Some get duplicate events; they need an Idempotency-Key to dedupe.
Some expect strict ordering per customer object (a customer.updated from 10s ago cannot land after the latest one).

Scale anchor: Stripe delivers billions of webhooks per month; p99 endpoint response ~2s; retry budget up to 72 hours; Svix quotes 99.99% eventual delivery. Those numbers don't happen by accident.

Source cross-reference

DDIA Ch.11 (stream processing, exactly-once / effectively-once, idempotency) is the theory. Acing SDI Ch.5 covers distributed transactions and idempotency keys. Stripe's and Svix's public engineering blogs are the best real-world references; OpenAI's webhook-for-fine-tuning docs describe the same pattern.

Delivery state machine

Every webhook attempt is a tiny state machine. Drawing it on the whiteboard signals senior-level thinking.

stateDiagram-v2
  [*] --> Pending
  Pending --> Delivering: worker picks up
  Delivering --> Delivered: 2xx response
  Delivering --> Retrying: 5xx / timeout / 429
  Delivering --> Failed: 4xx (except 408/429)
  Retrying --> Delivering: backoff elapsed
  Retrying --> DLQ: max_attempts or 72h
  Delivered --> [*]
  Failed --> [*]
  DLQ --> [*]

Status rules:

2xx → Delivered. Stop retrying.
408 (timeout), 429 (rate-limit), 5xx → Retrying with backoff.
Other 4xx (malformed endpoint, bad signature) → Failed. Don't burn retries on permanent errors.
After N attempts or wall-clock cutoff → DLQ.

Architecture

flowchart LR
  EV[Event Source] --> IQ[Ingest API]
  IQ --> DB[(Delivery Store
Postgres)]
  IQ --> SCH[Scheduler]
  SCH --> WQ[Delivery Queue
partitioned by endpoint_id]
  WQ --> W1[Worker pool]
  W1 -->|HTTPS POST + HMAC| EP[Customer Endpoint]
  W1 --> DB
  W1 -->|failed| RQ[Retry queue
delayed]
  RQ --> WQ
  W1 -->|exhausted| DLQ[(DLQ)]
  DLQ --> UI[Dashboard replay]

Key design choice: the delivery queue is partitioned by destination endpoint, not by event. This is how you prevent one slow tenant from starving the fleet.

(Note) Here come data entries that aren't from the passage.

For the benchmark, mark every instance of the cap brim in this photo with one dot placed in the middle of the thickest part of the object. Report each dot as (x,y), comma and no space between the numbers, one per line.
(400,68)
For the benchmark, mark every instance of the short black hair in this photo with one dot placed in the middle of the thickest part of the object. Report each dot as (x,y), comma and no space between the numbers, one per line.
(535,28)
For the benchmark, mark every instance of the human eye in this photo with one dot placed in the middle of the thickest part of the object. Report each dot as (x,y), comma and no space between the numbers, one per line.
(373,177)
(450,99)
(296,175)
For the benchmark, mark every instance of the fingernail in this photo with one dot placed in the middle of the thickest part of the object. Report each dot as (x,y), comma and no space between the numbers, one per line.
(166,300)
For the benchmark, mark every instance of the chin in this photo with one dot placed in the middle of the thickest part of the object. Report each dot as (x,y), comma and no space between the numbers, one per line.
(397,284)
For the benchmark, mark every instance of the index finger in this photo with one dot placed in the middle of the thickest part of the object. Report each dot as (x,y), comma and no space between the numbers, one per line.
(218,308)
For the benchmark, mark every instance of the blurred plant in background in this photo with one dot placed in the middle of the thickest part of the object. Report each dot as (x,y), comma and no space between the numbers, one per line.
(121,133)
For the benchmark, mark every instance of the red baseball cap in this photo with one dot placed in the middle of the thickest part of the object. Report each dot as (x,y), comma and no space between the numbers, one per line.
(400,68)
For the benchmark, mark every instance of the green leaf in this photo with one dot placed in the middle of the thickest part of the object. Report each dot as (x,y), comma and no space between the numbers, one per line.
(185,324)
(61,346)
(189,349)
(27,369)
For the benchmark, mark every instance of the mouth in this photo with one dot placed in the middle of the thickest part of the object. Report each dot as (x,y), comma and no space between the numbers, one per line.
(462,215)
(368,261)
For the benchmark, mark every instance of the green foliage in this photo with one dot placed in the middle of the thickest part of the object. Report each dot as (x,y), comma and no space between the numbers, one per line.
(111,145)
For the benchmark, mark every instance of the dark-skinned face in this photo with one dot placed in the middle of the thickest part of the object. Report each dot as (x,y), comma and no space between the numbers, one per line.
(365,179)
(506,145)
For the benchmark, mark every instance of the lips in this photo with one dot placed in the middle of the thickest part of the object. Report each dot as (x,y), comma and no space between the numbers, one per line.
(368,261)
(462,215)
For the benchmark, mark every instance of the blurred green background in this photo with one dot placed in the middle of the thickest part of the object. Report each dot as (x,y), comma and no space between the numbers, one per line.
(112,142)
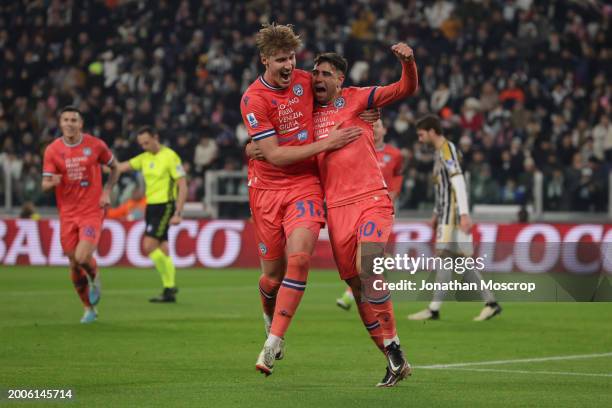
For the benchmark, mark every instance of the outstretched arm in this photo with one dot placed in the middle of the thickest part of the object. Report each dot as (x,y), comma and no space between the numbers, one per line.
(406,86)
(286,155)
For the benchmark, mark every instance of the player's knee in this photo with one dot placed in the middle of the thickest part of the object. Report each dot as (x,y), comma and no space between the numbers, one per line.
(299,260)
(81,258)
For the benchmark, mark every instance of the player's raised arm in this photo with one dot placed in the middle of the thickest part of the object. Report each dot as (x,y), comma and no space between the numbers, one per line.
(406,86)
(124,167)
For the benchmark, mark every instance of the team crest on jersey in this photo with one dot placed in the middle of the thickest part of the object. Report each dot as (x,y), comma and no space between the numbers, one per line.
(252,120)
(339,103)
(298,90)
(263,248)
(89,232)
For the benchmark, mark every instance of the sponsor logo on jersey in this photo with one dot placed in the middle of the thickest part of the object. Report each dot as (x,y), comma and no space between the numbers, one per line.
(298,90)
(252,120)
(339,103)
(262,248)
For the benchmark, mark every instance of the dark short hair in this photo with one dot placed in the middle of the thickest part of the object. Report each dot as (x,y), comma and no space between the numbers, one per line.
(429,122)
(70,108)
(147,129)
(336,60)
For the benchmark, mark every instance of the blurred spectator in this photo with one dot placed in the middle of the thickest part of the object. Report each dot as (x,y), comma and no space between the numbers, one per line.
(205,154)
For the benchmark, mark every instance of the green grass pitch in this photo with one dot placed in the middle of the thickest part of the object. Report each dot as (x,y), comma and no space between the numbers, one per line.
(202,350)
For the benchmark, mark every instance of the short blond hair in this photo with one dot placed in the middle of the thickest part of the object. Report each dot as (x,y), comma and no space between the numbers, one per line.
(273,38)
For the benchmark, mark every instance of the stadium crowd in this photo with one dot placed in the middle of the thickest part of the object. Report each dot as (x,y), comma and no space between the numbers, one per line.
(522,86)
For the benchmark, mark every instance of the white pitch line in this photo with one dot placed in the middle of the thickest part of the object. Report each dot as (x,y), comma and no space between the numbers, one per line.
(522,360)
(493,370)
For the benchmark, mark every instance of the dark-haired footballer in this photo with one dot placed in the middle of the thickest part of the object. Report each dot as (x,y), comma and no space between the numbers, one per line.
(71,166)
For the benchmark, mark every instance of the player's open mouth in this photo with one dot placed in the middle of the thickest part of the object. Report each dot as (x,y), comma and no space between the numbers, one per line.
(320,90)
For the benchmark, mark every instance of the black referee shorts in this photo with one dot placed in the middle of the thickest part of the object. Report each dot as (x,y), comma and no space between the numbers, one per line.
(157,217)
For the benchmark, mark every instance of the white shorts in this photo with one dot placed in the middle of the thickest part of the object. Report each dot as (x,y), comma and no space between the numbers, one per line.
(450,238)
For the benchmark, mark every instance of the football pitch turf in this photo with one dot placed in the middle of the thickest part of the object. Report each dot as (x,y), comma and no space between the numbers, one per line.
(202,350)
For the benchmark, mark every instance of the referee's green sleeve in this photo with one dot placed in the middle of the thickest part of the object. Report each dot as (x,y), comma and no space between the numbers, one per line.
(176,168)
(136,162)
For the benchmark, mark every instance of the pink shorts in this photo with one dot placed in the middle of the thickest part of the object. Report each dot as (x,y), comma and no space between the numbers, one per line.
(277,213)
(368,220)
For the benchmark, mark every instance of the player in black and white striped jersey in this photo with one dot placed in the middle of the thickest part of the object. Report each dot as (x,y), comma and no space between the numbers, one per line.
(451,218)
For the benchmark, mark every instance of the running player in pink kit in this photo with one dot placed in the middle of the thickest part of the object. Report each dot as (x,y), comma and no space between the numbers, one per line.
(72,166)
(360,212)
(285,192)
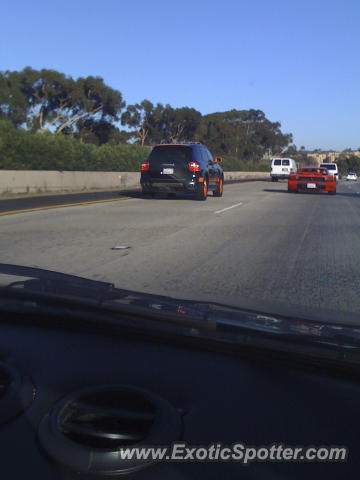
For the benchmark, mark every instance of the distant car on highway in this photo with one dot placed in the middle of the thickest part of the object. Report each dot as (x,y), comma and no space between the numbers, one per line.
(182,167)
(351,176)
(312,179)
(332,168)
(281,168)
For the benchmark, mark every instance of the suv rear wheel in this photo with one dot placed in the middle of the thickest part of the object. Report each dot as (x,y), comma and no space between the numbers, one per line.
(201,193)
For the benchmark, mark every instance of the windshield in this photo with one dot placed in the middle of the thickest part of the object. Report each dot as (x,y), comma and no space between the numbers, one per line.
(140,149)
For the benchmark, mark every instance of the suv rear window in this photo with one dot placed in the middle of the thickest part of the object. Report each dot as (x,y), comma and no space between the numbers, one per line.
(170,154)
(329,166)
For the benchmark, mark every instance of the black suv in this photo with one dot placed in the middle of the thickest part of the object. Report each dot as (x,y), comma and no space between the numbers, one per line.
(182,167)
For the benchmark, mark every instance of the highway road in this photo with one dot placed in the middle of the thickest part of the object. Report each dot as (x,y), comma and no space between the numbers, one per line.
(257,246)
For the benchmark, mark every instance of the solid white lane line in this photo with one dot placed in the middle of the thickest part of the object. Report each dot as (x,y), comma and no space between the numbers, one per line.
(228,208)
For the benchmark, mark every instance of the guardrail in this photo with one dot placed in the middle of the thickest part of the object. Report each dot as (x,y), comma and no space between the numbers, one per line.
(15,182)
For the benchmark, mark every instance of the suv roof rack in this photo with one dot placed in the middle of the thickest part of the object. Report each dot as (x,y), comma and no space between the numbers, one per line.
(178,143)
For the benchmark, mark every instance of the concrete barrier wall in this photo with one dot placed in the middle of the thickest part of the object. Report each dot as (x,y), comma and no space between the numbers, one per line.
(33,181)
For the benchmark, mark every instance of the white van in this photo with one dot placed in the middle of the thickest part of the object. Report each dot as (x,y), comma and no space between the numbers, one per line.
(332,169)
(281,168)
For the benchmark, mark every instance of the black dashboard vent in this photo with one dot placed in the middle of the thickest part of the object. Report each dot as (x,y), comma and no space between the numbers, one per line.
(16,391)
(87,430)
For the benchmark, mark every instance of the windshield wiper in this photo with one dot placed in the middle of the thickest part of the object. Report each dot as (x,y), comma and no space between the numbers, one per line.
(71,295)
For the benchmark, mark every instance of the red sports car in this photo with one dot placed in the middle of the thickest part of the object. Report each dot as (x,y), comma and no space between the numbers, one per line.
(312,179)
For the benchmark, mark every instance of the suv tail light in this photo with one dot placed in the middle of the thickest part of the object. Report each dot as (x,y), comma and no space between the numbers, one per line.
(193,167)
(145,167)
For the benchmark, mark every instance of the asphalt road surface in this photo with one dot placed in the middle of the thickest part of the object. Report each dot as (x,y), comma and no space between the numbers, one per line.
(257,246)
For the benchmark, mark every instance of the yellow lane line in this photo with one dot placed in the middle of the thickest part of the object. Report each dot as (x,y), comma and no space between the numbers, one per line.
(48,207)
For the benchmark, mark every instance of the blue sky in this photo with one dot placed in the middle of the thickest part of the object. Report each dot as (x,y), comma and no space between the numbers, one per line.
(298,61)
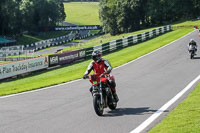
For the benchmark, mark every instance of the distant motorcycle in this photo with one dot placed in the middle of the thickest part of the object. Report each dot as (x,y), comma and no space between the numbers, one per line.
(192,51)
(102,94)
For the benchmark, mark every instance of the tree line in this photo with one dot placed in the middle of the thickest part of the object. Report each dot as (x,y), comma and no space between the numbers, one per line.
(17,16)
(119,16)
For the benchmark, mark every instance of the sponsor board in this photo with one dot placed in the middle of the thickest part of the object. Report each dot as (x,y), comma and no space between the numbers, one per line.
(86,27)
(21,67)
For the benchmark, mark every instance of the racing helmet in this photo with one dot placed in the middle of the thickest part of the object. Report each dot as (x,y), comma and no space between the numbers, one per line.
(191,40)
(96,55)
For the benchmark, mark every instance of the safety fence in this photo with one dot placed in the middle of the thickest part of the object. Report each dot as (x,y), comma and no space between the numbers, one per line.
(36,64)
(84,54)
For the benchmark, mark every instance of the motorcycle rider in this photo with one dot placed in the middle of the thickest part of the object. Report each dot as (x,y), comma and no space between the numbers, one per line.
(192,46)
(102,67)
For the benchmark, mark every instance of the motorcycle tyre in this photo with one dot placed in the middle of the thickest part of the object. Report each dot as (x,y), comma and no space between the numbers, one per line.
(112,106)
(191,56)
(97,106)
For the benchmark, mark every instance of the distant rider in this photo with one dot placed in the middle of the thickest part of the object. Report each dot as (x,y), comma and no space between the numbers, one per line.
(102,67)
(192,45)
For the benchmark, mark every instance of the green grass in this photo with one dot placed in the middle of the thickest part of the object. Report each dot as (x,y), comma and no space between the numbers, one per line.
(76,71)
(185,118)
(82,13)
(28,39)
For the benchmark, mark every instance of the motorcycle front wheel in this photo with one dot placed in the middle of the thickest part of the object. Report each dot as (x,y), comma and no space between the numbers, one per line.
(112,106)
(97,105)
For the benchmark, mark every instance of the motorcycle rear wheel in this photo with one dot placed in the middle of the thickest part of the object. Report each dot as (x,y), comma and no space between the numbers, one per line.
(97,105)
(113,106)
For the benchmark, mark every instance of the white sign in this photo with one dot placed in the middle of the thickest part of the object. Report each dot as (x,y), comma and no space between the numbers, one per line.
(98,47)
(17,68)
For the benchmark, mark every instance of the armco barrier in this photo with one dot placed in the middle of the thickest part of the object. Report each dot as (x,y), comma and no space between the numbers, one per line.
(66,57)
(21,67)
(17,68)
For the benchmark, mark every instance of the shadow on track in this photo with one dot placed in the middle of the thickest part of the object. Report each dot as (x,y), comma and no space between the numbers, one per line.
(130,111)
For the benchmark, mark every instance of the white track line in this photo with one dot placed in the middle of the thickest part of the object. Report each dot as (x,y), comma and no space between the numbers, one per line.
(81,79)
(147,122)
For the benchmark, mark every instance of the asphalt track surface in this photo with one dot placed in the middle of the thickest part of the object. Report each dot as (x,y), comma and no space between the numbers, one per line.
(143,87)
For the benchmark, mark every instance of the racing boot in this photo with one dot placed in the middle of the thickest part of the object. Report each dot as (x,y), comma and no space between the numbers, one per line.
(115,97)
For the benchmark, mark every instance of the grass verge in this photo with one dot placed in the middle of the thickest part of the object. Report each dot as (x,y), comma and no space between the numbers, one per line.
(68,73)
(185,118)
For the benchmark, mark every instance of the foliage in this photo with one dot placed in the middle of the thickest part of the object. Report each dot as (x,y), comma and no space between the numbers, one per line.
(122,16)
(29,15)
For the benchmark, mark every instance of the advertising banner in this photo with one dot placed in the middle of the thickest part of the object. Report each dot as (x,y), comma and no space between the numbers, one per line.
(69,57)
(17,68)
(86,27)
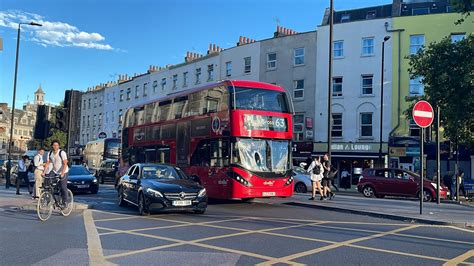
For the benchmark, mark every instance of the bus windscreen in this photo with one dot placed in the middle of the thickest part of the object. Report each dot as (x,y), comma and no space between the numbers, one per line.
(261,99)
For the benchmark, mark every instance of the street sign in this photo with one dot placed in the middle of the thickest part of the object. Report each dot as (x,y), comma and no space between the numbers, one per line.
(423,114)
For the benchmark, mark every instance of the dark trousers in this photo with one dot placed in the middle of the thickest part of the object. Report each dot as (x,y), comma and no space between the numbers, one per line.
(22,177)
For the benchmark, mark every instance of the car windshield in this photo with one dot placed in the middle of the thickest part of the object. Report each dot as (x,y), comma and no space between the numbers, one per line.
(160,172)
(262,155)
(78,170)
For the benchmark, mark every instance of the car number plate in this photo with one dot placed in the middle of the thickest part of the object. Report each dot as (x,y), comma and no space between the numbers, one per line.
(181,203)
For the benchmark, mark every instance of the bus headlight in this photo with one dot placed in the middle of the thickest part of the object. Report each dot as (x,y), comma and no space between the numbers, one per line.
(154,193)
(202,193)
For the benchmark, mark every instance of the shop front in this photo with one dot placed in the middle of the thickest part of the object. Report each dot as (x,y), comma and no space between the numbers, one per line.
(350,159)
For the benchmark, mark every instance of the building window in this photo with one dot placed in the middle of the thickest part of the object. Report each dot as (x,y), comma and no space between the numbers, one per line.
(210,72)
(457,37)
(298,88)
(366,124)
(198,75)
(338,49)
(420,11)
(414,129)
(247,64)
(298,127)
(155,86)
(228,69)
(175,81)
(336,131)
(337,86)
(163,84)
(299,56)
(368,46)
(271,61)
(371,14)
(367,84)
(416,43)
(345,17)
(416,86)
(185,79)
(137,91)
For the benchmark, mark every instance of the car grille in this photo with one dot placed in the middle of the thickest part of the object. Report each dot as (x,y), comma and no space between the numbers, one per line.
(180,196)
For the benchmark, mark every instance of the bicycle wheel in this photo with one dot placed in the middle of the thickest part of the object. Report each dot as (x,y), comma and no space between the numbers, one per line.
(69,205)
(44,208)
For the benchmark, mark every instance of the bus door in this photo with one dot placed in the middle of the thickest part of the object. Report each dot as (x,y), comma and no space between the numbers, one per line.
(182,144)
(220,159)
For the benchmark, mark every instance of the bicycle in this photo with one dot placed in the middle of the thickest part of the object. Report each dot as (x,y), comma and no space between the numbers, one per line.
(50,198)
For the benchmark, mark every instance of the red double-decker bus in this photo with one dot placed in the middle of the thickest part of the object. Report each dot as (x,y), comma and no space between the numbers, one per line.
(234,137)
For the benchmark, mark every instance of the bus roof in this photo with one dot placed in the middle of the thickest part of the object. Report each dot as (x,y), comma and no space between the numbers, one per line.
(236,83)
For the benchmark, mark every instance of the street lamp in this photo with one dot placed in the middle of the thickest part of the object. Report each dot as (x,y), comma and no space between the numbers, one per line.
(12,118)
(386,38)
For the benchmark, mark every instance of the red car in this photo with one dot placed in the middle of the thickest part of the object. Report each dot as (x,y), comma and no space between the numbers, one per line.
(381,182)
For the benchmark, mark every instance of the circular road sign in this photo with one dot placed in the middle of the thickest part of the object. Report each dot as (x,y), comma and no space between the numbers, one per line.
(423,114)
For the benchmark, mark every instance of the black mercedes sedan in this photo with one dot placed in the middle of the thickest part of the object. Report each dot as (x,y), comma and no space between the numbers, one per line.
(160,187)
(81,180)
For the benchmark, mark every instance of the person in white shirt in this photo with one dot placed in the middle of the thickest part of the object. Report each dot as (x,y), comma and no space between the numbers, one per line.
(39,170)
(22,174)
(316,171)
(57,159)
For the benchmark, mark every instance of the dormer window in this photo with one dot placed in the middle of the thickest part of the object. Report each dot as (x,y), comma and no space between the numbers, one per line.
(345,17)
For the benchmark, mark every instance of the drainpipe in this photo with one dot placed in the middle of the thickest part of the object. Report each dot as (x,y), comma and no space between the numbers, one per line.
(399,81)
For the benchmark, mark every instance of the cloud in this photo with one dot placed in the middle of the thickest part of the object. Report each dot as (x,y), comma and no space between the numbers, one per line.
(53,33)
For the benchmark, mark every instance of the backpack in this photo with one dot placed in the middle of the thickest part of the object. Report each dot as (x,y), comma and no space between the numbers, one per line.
(317,170)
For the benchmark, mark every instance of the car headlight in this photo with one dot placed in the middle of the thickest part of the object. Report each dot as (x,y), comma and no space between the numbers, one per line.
(202,193)
(154,193)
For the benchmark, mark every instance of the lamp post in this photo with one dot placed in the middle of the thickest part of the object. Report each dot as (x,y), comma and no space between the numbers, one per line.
(12,118)
(386,38)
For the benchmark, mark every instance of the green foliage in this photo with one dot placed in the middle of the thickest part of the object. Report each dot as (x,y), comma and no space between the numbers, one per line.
(448,76)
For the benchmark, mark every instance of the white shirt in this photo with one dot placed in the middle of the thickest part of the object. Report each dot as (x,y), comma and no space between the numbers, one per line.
(38,161)
(57,161)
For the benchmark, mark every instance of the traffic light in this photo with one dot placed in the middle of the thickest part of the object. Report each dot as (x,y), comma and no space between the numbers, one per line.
(61,119)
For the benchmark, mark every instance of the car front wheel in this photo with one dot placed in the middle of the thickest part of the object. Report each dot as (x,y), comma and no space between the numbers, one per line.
(368,191)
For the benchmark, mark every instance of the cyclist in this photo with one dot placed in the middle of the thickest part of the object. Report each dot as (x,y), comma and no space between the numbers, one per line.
(58,159)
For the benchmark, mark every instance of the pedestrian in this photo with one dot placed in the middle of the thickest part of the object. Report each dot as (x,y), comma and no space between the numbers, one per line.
(39,171)
(57,158)
(325,181)
(315,169)
(22,175)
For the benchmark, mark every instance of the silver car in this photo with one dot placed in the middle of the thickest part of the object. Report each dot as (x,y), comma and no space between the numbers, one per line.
(302,180)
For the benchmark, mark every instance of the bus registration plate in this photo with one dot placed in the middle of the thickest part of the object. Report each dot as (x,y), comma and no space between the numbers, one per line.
(181,203)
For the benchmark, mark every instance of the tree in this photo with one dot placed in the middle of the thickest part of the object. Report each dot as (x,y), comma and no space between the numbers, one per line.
(448,77)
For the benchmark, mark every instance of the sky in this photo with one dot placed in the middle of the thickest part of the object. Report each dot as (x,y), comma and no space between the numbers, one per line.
(84,43)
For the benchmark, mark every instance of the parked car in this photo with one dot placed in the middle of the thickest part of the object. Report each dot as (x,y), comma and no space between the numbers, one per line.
(160,187)
(381,182)
(302,180)
(81,180)
(107,170)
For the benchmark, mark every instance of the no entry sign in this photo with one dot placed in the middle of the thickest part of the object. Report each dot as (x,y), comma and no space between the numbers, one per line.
(423,114)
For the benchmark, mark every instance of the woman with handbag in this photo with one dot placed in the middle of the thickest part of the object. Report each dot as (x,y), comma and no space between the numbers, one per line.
(315,169)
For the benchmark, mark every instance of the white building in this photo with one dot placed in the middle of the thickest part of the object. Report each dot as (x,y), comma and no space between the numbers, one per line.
(356,90)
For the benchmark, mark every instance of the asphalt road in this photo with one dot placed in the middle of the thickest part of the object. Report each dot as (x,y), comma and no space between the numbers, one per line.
(230,233)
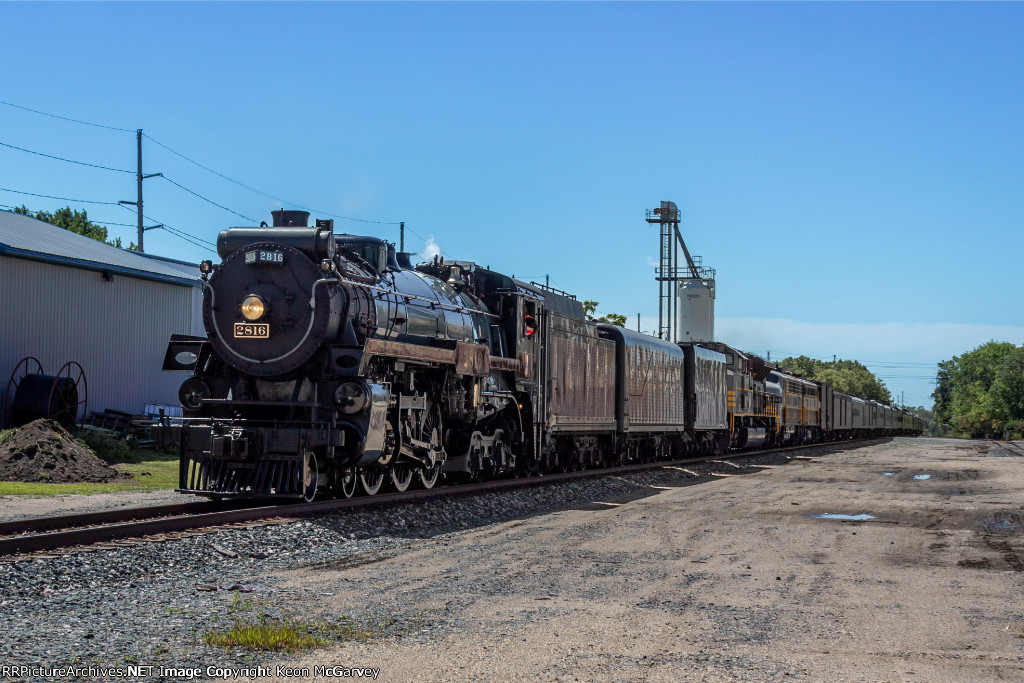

Retry, backoff, jitter, and DLQ

Backoff

Exponential backoff with jitter is the industry default. Stripe's published schedule is roughly: 10s, 1min, 5min, 15min, 1h, 2h, 4h, 8h, ..., capped at 72 hours. Concrete formula:

delay = min(base * 2**(attempt-1), cap)
jittered = random.uniform(0, delay)   # "full jitter" per AWS architecture blog

Why jitter? Without it, 10k failed deliveries all retry at exactly the same second and DDoS your own workers (and the customer's endpoint). Full jitter (uniform 0..delay) beats equal jitter (delay/2 + random) at reducing contention — AWS blog benchmarks show ~30% better completion time under high contention.

Retry budget

Max attempts: typically 16–24 (exponential climb caps out).
Max age: 24–72 hours (Stripe uses 72h).
After exhaustion → DLQ with full payload + error trace.

DLQ

The DLQ must be inspectable: a UI or API to list, filter, and replay failed deliveries after the customer fixes their endpoint. This is the #1 feature customers ask for. Don't use a raw Kafka topic without tooling.

Anti-pattern

Fixed 30-second retry with unlimited attempts. 10k stuck deliveries to one dead endpoint generate 10k RPS forever — you've built a DDoS gun pointing at your customer. Always use exponential + jitter + cutoff.

Idempotency and ordering

Idempotency

Because you retry, the customer will receive duplicates. They dedupe by a stable id. Contract:

Every event has a globally unique event.id — UUID v4 or Snowflake.
Send it in the body and the Webhook-ID header. Customer's INSERT ... ON CONFLICT DO NOTHING on that id makes processing exactly-once on their side.
Include event.created_at so customers can detect out-of-order delivery.

Ordering

At-least-once delivery with retries means out-of-order is inevitable. Two strategies:

Best-effort order (Stripe default) — deliver in approximate order; customer uses created_at to discard stale updates (last-write-wins by timestamp on their side).
Strict per-key order (opt-in) — partition the delivery queue by (endpoint_id, object_key), e.g., customer_id. One in-flight message per partition. If delivery 1 fails, delivery 2 waits. This is how Kafka gives per-partition order.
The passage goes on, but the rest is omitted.